Força-tarefa vai ajudar também os haitianos refugiados em BH

A força-tarefa formada para auxiliar refugiados sírios em Belo Horizonte decidiu atuar também no apoio aos refugiados haitianos que vivem na Região Metropolitana da capital. A reunião da força-tarefa, realizada na Casa do Jornalista nesta quinta-feira 10/9, contou com a presença de dezenas de participantes e avaliou que o auxílio aos haitianos é urgente, pois eles passam por necessidades básicas, como alimentação e moradia. A força-tarefa organizou-se em comissões cujas ações podem ser acompanhadas na página da comunidade no Facebook, no seguinte link: http://zip.net/bcrZSy.

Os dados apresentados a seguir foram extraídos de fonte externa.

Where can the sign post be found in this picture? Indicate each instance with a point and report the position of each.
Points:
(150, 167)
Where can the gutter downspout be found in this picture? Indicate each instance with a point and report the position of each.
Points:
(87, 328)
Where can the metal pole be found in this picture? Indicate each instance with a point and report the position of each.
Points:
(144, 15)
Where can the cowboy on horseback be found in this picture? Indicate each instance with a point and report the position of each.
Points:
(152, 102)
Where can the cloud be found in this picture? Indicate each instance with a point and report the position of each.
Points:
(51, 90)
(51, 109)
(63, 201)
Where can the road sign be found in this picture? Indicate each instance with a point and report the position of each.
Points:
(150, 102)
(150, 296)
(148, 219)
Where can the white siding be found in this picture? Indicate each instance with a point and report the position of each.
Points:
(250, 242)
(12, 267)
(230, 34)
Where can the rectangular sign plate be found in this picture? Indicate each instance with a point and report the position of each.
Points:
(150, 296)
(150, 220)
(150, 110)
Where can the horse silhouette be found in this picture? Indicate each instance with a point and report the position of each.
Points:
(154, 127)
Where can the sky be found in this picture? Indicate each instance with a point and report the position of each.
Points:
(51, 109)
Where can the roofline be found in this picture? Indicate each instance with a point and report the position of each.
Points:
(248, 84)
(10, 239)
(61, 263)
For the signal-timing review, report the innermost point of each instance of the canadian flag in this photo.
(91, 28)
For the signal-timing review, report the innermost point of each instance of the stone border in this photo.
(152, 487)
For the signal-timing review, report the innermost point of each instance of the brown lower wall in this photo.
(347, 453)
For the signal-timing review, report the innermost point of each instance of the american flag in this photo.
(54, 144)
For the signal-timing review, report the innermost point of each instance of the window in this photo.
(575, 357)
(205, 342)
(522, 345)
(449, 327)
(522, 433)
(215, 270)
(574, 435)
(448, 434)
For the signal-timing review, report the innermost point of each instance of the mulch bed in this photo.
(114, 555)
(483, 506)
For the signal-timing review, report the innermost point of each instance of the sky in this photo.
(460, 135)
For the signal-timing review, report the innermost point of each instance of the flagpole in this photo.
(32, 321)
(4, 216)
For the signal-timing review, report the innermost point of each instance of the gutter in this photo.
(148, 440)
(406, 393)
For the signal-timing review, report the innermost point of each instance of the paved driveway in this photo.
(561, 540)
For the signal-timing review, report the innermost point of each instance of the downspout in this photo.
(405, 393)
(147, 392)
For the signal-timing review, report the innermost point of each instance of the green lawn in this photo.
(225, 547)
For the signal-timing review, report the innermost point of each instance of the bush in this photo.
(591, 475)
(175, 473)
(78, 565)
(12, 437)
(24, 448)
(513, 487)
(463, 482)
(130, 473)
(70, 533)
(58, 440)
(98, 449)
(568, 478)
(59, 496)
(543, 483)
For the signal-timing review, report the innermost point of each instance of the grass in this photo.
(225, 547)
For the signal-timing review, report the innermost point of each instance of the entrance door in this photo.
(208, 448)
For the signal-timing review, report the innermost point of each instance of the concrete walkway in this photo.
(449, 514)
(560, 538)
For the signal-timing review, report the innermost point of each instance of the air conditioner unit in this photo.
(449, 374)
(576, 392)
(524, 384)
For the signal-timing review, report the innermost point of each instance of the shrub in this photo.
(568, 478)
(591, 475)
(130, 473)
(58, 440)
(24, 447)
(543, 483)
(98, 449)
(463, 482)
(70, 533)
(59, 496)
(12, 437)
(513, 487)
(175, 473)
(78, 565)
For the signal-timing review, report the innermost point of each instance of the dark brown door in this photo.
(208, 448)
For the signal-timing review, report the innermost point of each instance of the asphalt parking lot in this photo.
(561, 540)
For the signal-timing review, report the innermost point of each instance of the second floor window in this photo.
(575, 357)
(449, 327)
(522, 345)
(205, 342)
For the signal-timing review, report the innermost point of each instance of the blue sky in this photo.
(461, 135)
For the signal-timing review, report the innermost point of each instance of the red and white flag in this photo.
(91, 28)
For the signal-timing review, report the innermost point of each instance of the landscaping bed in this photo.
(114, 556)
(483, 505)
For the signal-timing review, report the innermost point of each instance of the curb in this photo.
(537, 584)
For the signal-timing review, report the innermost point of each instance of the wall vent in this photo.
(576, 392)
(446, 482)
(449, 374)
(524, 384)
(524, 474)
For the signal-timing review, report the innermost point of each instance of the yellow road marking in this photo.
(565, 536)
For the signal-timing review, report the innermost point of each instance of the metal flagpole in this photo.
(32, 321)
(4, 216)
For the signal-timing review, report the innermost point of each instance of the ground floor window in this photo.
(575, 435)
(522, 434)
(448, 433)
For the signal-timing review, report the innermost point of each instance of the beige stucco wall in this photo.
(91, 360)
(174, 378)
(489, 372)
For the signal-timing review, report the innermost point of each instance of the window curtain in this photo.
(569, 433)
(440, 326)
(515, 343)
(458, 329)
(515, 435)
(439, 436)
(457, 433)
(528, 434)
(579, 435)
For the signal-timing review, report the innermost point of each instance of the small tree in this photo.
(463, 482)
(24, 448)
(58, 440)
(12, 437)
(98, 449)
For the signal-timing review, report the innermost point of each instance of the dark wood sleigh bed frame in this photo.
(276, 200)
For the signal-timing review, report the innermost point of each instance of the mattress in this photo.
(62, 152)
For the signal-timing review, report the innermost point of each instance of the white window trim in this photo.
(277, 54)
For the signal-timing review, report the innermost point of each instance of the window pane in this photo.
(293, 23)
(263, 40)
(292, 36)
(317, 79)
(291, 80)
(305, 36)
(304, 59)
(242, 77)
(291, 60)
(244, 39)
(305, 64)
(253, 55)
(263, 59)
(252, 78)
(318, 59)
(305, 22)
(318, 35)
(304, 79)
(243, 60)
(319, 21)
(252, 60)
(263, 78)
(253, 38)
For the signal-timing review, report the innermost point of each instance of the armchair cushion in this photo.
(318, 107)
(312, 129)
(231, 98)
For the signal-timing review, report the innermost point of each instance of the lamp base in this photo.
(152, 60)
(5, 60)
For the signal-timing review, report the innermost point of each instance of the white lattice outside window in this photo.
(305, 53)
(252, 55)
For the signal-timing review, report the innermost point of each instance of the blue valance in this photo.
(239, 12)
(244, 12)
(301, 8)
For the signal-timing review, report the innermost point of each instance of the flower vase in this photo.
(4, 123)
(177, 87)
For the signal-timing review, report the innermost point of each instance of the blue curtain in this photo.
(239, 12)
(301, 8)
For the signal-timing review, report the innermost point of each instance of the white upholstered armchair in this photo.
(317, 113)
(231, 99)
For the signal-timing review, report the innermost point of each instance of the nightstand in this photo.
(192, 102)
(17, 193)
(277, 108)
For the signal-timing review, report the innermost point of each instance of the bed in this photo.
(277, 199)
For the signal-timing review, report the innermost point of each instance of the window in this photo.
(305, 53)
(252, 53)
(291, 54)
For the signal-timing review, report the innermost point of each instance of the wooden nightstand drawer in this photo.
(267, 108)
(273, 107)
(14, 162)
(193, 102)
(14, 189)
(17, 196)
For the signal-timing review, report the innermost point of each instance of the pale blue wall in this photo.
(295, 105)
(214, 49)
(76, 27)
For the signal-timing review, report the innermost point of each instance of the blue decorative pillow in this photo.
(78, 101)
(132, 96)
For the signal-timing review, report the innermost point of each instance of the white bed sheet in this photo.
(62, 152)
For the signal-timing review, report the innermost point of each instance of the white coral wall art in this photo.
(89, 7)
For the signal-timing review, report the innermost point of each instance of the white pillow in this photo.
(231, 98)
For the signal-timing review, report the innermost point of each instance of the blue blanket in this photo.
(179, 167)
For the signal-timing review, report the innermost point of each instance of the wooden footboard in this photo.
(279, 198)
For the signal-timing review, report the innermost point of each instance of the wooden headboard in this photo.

“Foi uma resposta maravilhosa da sociedade belo-horizontina ao chamado que fizemos”, disse o produtor cultural Pedro Martins, um dos organizadores da força-tarefa. Ele informou que na próxima segunda-feira, 14/9, acontece a segunda reunião da comunidade, também na Casa do Jornalistas, a partir das 19h30.

Além disso, no dia 16, a força-tarefa reúne-se na Cidade Administrativa com representantes da Secretaria de Estado de Direitos Humanos, Participação Social e Cidadania para discutir uma política pública estadual para refugiados. “Minas Gerais ainda não tem uma política pública para refugiados”, observou Martins, acrescentando que também foi feito contato visando à realização de uma audiência pública municipal com o mesmo objetivo, no âmbito de Belo Horizonte.

Haitianos e sírios

A estimativa é de que 5 mil haitianos estejam vivendo na RMBH, principalmente em Belo Horizonte, Contagem e Esmeraldas. As doações recolhidas pela força-tarefa serão encaminhadas às paróquias que os estão assistindo e à Arquidiocese de Belo Horizonte. Em relação aos sírios, o levantamento da força-tarefa indica que são 74 os assistidos pela Arquidiocese na capital. Sua situação é relativamente melhor porque, além do número menor, eles estão alojados em apartamentos alugados pela igreja católica.

Pedro Martins ressaltou que as principais demandas dos refugiados não por esmolas, mas por trabalho. “Nossos objetivos são a inserção dos refugiados no mercado de trabalho e na sociedade belo-horizontina”, explicou o produtor cultural. Em decorrência disso, a força-tarefa tem entre suas urgências o ensino do português para os refugiados, que começará a ser oferecido numa sala cedida pelo Sindicato dos Professores. “Estamos convocando profissionais como médicos, advogados, psicólogos e outros, além de professores, para nos ajudarem nesse trabalho humanitário”, disse.

A criação da força-tarefa foi motivada pela comoção provocada em todo o mundo pela fotografia do menino sírio Alan Kurdi, de três anos, que morreu afogado quando sua família fugia Mar Mediterrâneo. A foto, divulgada no dia 2 de setembro, chamou atenção da imprensa e da opinião pública para a guerra civil na Síria, que já dura quatro anos e meio, e o drama dos refugiados sírios em todo o mundo, que já são 3,8 milhões. Mais de 2 mil já foram acolhidos no Brasil.

(Foto: Força-tarefa reuniu-se nesta quinta 10/9/15 na Casa do Jornalista. Crédito da foto: Gil Sotero.)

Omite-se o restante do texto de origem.